Teaching and coaching have taught me how to hear what people have to say. I can decipher their needs, challenges, and desired outcomes, even when they can't fully articulate them themselves. This skill, along with my genuine love and talent for writing, makes me an ideal copywriter. I can't believe it took me this long to figure that out!

Obviously, breaking into a new career is difficult. It's especially difficult when you're in a new place and in the middle of a pandemic! But I don't feel anxious. Right now, all I feel is excited. I knew leaving Florida would mean closing a chapter in my life, but I wasn't sure what the next chapter would bring. Now that I know, I can't wait to get started.
There are still things to iron out. Right now, I'm working as a freelancer, but I'm weighing the pros and cons of seeking out full-time, in-house jobs. I originally thought freelancing wouldn't be for me - I'm used to having a set salary and set hours - but I've actually been surprised to realize I enjoy the freedom. For now, at least, this suits me. The nice thing is that I don't have to decide right away. 

I've learned something important over the last month or so: I can take my time. 

I went from high school to college to grad school to a job without any breaks; I've never had time to decompress and just think about things. Now I do.

I can explore this new path and decide what I want and what works for me.

I can truly embark on some self-discovery while I figure things out.

I finally have time.
Launching ABK Writing Services

As I work on getting my new career off the ground, I could use your help. Everyone has been so supportive of this move, and I'm hoping that support extends beyond the road trip and challenges of downsizing. 
  • If I've ever written an email for you, edited an essay, or proofread a proposal, please consider writing a testimonial for my website. (You can email me or DM me if you'd like to do this and aren't sure how.)
  • Follow my professional Instagram, which I plan to use for all things writing related, including updates on my personal writing and my path to publication. Someday. Hopefully.
  • I'm learning how to use my network to my advantage, so if you know anyone who works in advertising/marketing, I'd love if you could help me make a connection with them.
  • And finally, please consider me if you or anyone you know is in the market for a copywriter. Maybe they're launching a small business, need to spruce up their webpage copy, or are looking for a blogger for their existing platform. Whatever it may be, I can help!
At the moment, I'm focusing mostly on webpage copy and emails, but I have experience writing and editing articles, brochures, slide decks, FAQ, applications, speeches, and, obviously, blog posts. You can peruse my portfolio (which I update frequently with each new project) here:
I can't explain how it feels to be on the brink of something that feels so right after I've felt so lost. It's been a long time since I was this excited about the future. 

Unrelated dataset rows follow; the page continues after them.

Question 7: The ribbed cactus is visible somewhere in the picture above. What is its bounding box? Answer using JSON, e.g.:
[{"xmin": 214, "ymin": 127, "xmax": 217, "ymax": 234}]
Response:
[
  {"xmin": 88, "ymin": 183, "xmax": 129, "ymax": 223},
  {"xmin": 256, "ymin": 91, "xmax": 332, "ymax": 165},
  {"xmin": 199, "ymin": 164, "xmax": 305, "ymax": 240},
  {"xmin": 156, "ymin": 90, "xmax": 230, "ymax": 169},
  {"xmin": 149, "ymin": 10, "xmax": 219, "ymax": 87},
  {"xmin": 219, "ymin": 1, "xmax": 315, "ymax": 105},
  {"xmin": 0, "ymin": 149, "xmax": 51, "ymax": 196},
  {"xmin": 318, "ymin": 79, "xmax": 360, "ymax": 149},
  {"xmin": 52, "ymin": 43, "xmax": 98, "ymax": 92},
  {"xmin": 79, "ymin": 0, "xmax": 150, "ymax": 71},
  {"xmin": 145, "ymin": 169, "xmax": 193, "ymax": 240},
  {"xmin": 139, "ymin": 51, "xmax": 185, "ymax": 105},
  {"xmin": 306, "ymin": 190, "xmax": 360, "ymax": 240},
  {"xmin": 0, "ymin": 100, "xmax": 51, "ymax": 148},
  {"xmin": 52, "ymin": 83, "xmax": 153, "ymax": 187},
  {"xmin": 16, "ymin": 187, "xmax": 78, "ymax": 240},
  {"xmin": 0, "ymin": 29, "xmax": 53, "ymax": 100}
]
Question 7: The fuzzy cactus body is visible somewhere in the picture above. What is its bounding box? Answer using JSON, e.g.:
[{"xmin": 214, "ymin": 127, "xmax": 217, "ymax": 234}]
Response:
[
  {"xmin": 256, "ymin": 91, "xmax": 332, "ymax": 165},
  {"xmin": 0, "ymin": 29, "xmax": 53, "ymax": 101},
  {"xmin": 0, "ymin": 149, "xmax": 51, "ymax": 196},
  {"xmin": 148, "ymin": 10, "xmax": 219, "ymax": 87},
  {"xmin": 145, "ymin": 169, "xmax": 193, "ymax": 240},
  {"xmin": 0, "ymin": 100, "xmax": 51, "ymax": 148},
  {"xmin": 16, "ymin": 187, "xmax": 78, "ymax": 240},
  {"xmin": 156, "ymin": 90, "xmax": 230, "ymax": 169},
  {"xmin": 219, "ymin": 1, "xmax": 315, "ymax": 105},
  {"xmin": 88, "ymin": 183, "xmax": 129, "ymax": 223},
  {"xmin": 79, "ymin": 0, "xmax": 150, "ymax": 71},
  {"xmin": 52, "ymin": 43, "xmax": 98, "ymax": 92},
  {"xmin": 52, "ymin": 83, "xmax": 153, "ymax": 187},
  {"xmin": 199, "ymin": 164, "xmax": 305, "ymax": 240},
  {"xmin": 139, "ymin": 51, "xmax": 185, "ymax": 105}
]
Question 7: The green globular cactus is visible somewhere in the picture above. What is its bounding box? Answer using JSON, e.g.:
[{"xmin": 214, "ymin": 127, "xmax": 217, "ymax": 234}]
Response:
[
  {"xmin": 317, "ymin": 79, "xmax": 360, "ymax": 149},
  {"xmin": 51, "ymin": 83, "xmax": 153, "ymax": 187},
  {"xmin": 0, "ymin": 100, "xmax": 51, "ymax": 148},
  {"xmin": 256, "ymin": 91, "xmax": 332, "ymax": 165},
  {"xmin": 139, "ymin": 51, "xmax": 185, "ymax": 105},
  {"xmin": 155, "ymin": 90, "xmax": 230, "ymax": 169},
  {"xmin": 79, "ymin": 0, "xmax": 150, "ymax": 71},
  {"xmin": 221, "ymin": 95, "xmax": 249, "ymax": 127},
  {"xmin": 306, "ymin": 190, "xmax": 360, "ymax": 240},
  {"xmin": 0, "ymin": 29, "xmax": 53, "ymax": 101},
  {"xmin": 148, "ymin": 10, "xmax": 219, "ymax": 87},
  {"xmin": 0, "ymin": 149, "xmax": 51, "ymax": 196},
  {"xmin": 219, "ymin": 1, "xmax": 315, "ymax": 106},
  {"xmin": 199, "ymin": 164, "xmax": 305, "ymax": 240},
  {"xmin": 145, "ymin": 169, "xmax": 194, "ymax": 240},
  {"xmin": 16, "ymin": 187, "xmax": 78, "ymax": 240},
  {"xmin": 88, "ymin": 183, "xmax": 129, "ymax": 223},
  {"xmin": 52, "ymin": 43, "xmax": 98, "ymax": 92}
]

So many things about this are new and scary and different and HUGE...but I finally feel like I'm on the right path, and that is priceless.



  1. I couldn't be more excited for you! It is such a joy to watch you develop your next career!

  2. Congrats Ali! Freelancing is great because you get to call all of the shots. If you do take a permanent job, it will be a good one b/c it will have to offer more than the perks and $ that you're providing for yourself right now as your own boss.

  3. A career change is scary but I am happy that you're taking the plunge!